Creating a One-Stop Shop
For the SOLOIST and SCORED trials, which were part of the same program and presented as a late-breaking clinical trial, the DCRI was able to pull in help from across Duke to offer needed services to the study sponsor.
Typically, groups across the nation that adjudicate clinical endpoints specialize in one clinical area, leaving sponsors with no option but to hire multiple entities to adjudicate all events. The DCRI’s CEC group focused primarily on cardiovascular trials until several years ago, when they began making efforts to expand their offerings to other clinical areas. The majority of the group’s portfolio is now non-cardiovascular—experience that came in handy during this project.

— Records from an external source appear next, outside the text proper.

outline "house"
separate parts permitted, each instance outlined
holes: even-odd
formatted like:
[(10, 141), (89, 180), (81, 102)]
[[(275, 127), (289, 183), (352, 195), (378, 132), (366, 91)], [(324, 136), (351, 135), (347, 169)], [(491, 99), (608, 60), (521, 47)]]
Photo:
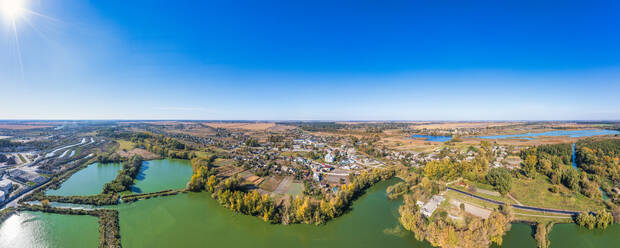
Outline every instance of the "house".
[(0, 191), (9, 194), (9, 192), (11, 191), (11, 188), (13, 187), (13, 184), (11, 184), (11, 181), (9, 180), (2, 180), (0, 181)]
[(321, 176), (319, 175), (319, 173), (314, 172), (312, 174), (312, 179), (314, 179), (314, 181), (321, 181)]
[(431, 199), (426, 204), (424, 204), (424, 206), (422, 206), (422, 209), (420, 209), (420, 211), (422, 212), (422, 214), (424, 214), (424, 216), (426, 216), (426, 218), (431, 217), (439, 204), (441, 204), (441, 202), (443, 202), (445, 199), (446, 198), (441, 195), (435, 195), (431, 197)]
[(325, 155), (325, 162), (327, 162), (327, 163), (334, 162), (334, 155), (332, 155), (331, 152), (329, 152), (329, 153), (327, 153), (327, 155)]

“For this program, we set up three distinct adjudication committees for cardiovascular, renal, and endocrine events,” said Casey Norris, MS, the CEC project leader for these studies. “Our DCRI leaders reached out to their networks of experts across Duke and hand-selected colleagues that could serve as members of the respective committees to help adjudicate these events.”
Lopes was the lead CEC chair of the program, which required adjudication of nearly 2,600 events. He also led the program’s cardiovascular CEC committee.
“Given the broad range of clinical events involved in this trial, it was important to have three separate committees for the adjudication of the different endpoints of this trial,” Lopes said. “We were able to leverage the expertise of faculty in different therapeutic areas across Duke to deliver a high-quality adjudication of cardiovascular, renal, and endocrine endpoints.”
DCRI’s Patrick Pun, MD, MHS, led the renal committee and DCRI’s Jennifer Green, MD, led the endocrine committee.
“We were able to rapidly assemble a team of Duke endocrinologists with expertise in event adjudication, who worked closely together to establish criteria for and review events, including diabetic ketoacidosis and bone fractures,” Green said. “The team was highly motivated to better understand the impact of therapeutic interventions upon these nontraditional but still clinically important outcomes.”
“Adjudicating kidney disease events is often quite difficult due to the inherent shortcomings of kidney disease markers and the paucity of clinical information available,” Pun said. “I’ve appreciated the diversity of expertise of my Duke nephrology colleagues, along with the lively discussions we’ve had as a group to come to a consensus on challenging cases.”
The DCRI’s ability to adjudicate all of the program’s events at the same institution, Wilson said, will be valuable for future clinical trials.
“With the prospect of more treatments becoming useful for a growing number of indications—for example, diabetes medications showing potential benefits in heart failure patients—we’re seeing more trials in which endpoints have multiple therapeutic and clinical areas needing to be captured and measured,” he said. “Because of our extensive therapeutic expertise at the DCRI and our broad network of colleagues across Duke University, the DCRI CEC group will really be able to differentiate itself by acting as a one-stop shop for event adjudication.”